Ocean Math Centers

We started our ocean math centers earlier this month with nine skills being explored.

Students figure out numbers according to place value, using tens and ones.


Students match up a number with the corresponding number word and tens frame.


Students count tally marks and record the two-digit number.


Students randomly choose four seashells and place them in order from least to greatest. They then record the numbers.


Students choose a crab and identify and write down the two-digit number. They then record the three numbers that come before that number.


In Number Chomp, students each choose a number. They decide which number is greater and place it inside the alligator’s mouth. The smaller number goes on the other side of the alligator. Students record the information.


Students measure the sea life using nonstandard units and record this information.


Students add sea life and write and solve the corresponding number sentence.

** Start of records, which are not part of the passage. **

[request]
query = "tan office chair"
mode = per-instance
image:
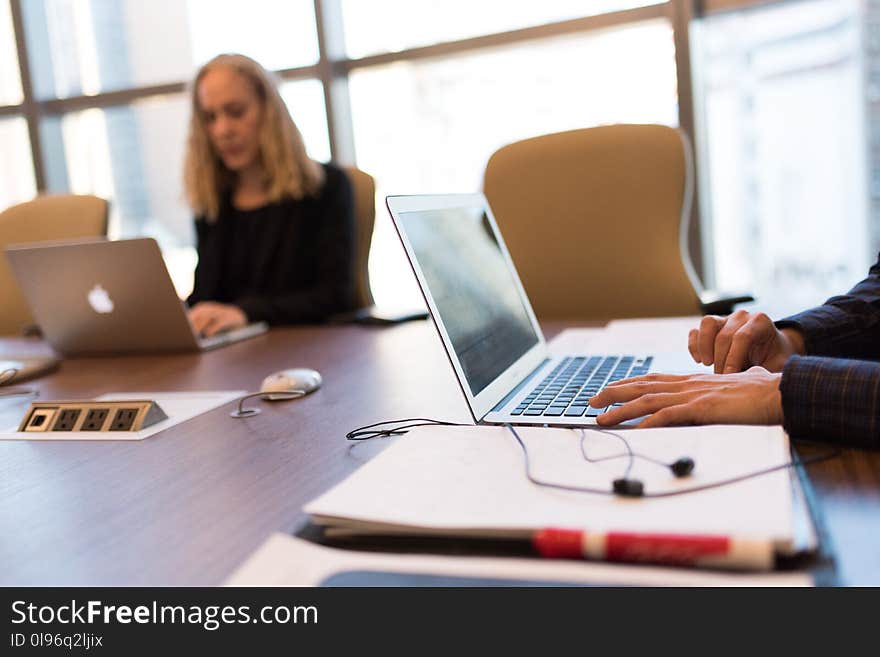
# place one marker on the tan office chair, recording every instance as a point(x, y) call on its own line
point(43, 218)
point(364, 188)
point(596, 222)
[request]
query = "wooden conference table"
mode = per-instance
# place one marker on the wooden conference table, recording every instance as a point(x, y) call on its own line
point(188, 505)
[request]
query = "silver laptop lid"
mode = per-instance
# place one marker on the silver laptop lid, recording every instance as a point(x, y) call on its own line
point(102, 297)
point(474, 294)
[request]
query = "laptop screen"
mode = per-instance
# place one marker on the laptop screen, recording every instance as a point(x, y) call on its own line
point(472, 288)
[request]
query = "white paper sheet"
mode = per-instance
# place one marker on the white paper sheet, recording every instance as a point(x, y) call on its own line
point(289, 561)
point(178, 406)
point(472, 480)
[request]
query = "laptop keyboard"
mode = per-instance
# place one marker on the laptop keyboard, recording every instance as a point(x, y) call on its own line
point(566, 391)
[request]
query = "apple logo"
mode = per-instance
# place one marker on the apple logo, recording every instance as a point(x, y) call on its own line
point(100, 301)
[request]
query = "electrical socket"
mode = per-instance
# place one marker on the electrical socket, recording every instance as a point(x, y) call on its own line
point(76, 416)
point(124, 419)
point(95, 419)
point(67, 418)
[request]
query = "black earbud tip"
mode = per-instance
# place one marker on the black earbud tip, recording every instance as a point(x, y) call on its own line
point(629, 487)
point(683, 466)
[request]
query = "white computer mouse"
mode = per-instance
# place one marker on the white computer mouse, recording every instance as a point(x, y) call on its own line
point(300, 379)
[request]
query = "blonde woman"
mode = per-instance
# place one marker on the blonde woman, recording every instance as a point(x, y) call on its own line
point(275, 229)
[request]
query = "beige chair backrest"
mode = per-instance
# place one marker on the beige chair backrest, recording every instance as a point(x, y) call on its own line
point(594, 220)
point(43, 218)
point(365, 215)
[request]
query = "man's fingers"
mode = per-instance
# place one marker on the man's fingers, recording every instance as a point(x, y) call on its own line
point(670, 416)
point(655, 377)
point(693, 344)
point(644, 405)
point(709, 327)
point(750, 334)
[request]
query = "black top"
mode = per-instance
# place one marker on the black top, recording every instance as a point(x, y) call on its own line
point(285, 262)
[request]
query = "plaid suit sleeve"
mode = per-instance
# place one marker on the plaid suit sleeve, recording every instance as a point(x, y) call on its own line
point(845, 326)
point(832, 399)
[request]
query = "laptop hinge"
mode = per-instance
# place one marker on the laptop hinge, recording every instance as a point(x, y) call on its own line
point(510, 395)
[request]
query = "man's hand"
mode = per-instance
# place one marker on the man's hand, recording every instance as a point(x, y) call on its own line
point(741, 340)
point(210, 317)
point(750, 397)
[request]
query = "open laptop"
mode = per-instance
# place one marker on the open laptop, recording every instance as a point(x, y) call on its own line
point(108, 297)
point(487, 324)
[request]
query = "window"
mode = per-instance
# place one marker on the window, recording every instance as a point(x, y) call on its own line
point(109, 95)
point(10, 81)
point(463, 108)
point(784, 124)
point(85, 47)
point(16, 175)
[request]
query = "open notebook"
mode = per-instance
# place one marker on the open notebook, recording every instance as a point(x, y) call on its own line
point(470, 482)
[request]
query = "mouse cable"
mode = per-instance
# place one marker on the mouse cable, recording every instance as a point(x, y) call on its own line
point(380, 429)
point(241, 411)
point(7, 375)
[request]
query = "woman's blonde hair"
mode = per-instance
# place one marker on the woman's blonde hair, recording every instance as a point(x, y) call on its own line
point(289, 171)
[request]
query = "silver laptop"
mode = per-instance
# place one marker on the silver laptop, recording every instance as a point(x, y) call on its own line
point(108, 297)
point(487, 324)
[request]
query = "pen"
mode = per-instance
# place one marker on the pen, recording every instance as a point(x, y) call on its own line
point(701, 550)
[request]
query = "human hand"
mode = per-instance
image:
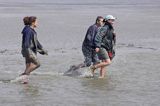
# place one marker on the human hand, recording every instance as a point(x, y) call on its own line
point(97, 49)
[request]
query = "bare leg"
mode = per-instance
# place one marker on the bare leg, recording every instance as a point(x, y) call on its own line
point(27, 66)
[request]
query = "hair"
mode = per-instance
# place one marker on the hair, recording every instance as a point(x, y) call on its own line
point(98, 18)
point(26, 20)
point(32, 19)
point(107, 23)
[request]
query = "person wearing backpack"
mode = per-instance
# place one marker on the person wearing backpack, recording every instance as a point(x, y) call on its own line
point(105, 43)
point(88, 46)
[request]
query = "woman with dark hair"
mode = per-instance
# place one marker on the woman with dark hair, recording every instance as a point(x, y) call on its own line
point(30, 45)
point(105, 41)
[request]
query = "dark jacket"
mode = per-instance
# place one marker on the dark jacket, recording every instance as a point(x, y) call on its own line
point(105, 38)
point(90, 35)
point(30, 43)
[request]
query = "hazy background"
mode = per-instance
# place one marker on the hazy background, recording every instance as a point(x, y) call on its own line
point(133, 79)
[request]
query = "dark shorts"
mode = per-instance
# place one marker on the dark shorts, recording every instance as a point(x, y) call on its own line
point(90, 55)
point(103, 54)
point(32, 59)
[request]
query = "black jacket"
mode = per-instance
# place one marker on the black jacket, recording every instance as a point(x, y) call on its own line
point(90, 35)
point(105, 38)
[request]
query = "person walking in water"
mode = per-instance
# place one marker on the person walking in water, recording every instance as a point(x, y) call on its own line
point(88, 46)
point(31, 45)
point(105, 42)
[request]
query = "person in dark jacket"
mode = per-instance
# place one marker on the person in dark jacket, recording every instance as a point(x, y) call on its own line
point(88, 46)
point(105, 42)
point(31, 45)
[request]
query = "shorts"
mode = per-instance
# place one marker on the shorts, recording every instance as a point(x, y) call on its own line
point(90, 55)
point(34, 59)
point(103, 54)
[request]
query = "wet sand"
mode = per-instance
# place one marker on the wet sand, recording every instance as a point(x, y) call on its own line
point(133, 79)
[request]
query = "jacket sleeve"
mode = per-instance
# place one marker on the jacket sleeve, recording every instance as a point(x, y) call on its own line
point(99, 36)
point(39, 46)
point(27, 41)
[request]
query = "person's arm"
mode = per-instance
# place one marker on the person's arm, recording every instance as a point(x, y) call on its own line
point(27, 42)
point(99, 36)
point(40, 49)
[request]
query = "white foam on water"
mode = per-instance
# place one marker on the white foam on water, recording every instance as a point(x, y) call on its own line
point(86, 73)
point(21, 79)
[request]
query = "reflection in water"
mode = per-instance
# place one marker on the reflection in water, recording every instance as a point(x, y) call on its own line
point(98, 84)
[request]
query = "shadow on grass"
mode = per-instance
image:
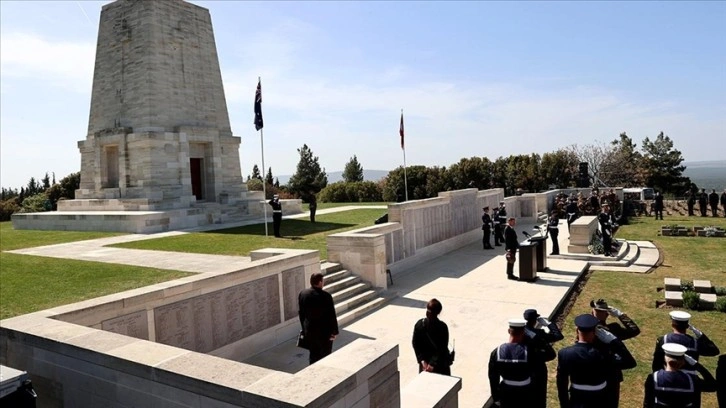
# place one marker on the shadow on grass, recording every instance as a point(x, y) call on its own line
point(290, 229)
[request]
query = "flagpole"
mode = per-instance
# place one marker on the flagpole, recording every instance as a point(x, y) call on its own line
point(264, 188)
point(403, 146)
point(258, 107)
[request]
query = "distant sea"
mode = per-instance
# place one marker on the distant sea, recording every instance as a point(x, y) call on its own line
point(707, 174)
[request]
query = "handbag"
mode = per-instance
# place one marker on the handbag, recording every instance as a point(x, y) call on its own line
point(302, 341)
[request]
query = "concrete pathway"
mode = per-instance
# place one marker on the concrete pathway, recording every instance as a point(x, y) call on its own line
point(470, 282)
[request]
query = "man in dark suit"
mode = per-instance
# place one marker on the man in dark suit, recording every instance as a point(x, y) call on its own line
point(510, 246)
point(317, 317)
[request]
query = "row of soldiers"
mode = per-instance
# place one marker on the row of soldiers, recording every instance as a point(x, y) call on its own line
point(704, 198)
point(589, 372)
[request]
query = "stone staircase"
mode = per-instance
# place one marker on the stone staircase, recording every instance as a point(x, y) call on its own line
point(633, 256)
point(353, 298)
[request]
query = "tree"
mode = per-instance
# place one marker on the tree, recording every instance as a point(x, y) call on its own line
point(353, 171)
point(663, 163)
point(256, 172)
point(309, 177)
point(268, 177)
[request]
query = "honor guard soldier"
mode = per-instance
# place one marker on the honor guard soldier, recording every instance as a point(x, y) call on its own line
point(584, 369)
point(606, 227)
point(553, 224)
point(486, 226)
point(696, 347)
point(276, 214)
point(674, 386)
point(500, 222)
point(536, 336)
point(513, 366)
point(601, 310)
point(572, 211)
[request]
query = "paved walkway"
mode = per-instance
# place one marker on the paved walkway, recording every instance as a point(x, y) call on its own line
point(470, 282)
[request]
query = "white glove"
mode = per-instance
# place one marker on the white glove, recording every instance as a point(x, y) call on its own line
point(615, 312)
point(697, 332)
point(690, 360)
point(604, 335)
point(543, 321)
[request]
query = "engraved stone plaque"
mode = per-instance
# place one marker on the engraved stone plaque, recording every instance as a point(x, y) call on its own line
point(293, 281)
point(133, 324)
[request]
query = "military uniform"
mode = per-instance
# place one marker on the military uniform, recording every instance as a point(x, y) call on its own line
point(276, 215)
point(572, 211)
point(539, 339)
point(553, 228)
point(486, 226)
point(606, 227)
point(510, 246)
point(677, 387)
point(584, 369)
point(513, 370)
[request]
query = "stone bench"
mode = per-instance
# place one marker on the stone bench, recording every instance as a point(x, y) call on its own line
point(581, 233)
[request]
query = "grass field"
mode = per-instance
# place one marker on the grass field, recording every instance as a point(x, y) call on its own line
point(297, 234)
point(687, 258)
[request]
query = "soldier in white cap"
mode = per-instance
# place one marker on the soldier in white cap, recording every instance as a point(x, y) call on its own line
point(584, 370)
point(696, 347)
point(513, 368)
point(674, 386)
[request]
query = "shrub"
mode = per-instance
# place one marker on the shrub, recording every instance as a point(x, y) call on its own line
point(691, 300)
point(721, 304)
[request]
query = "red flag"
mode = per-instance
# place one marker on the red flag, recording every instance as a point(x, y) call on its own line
point(400, 131)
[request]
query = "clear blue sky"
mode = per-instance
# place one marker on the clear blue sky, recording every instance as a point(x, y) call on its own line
point(474, 79)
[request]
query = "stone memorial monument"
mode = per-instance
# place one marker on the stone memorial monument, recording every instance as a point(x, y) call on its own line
point(159, 153)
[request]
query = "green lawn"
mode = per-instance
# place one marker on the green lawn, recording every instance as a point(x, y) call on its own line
point(297, 234)
point(687, 258)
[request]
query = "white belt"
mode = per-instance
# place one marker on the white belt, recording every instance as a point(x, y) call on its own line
point(585, 387)
point(517, 383)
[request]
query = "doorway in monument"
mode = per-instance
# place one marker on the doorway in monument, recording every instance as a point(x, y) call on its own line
point(196, 167)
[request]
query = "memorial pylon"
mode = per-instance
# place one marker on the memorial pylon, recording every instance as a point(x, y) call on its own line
point(159, 153)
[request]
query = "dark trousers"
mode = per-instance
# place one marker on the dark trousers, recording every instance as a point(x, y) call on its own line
point(276, 221)
point(607, 242)
point(555, 243)
point(510, 262)
point(320, 348)
point(486, 240)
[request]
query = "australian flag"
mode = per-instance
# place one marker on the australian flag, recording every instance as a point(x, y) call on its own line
point(258, 106)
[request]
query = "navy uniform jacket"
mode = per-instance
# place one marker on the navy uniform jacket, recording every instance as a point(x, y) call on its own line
point(695, 348)
point(517, 365)
point(583, 371)
point(510, 239)
point(677, 388)
point(486, 221)
point(317, 314)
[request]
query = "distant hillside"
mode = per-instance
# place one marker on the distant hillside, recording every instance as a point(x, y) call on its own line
point(707, 174)
point(368, 175)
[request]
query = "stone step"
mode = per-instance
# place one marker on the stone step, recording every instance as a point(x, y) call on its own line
point(355, 301)
point(335, 276)
point(360, 311)
point(342, 283)
point(330, 267)
point(349, 291)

They have had so much fun with these centers, while practicing important grade level skills.

Tricky Teens

Those teen numbers are always so tricky! Today we took a closer look at them. First students watched a music video:

I asked students to make the number 10 with their fingers. Easy. Then I asked them to make the number 11. Looks of confusion…..one student said, “But I don’t have 11 fingers!” I asked how they could solve that problem? After lots of chatter, a student excitedly said, “How about I use ten fingers and my friend uses one finger!” Aha!


I quickly paired students up and had them choose a teen number card. Their activity was to make the number on the card using their ten fingers and how ever many of their partners fingers as were needed. Then we switched roles. Though this lesson is about recognizing teen numbers, it quickly morphed into an introduction to place value!

We then built teen numbers using unifix cubes, transferring the knowledge that each teen number has one group of ten and some ones….TRICKY!! But physically building the numbers is always super helpful.



We finished the lesson with a quick Math Journal activity that compiled all the skills introduced into one worksheet.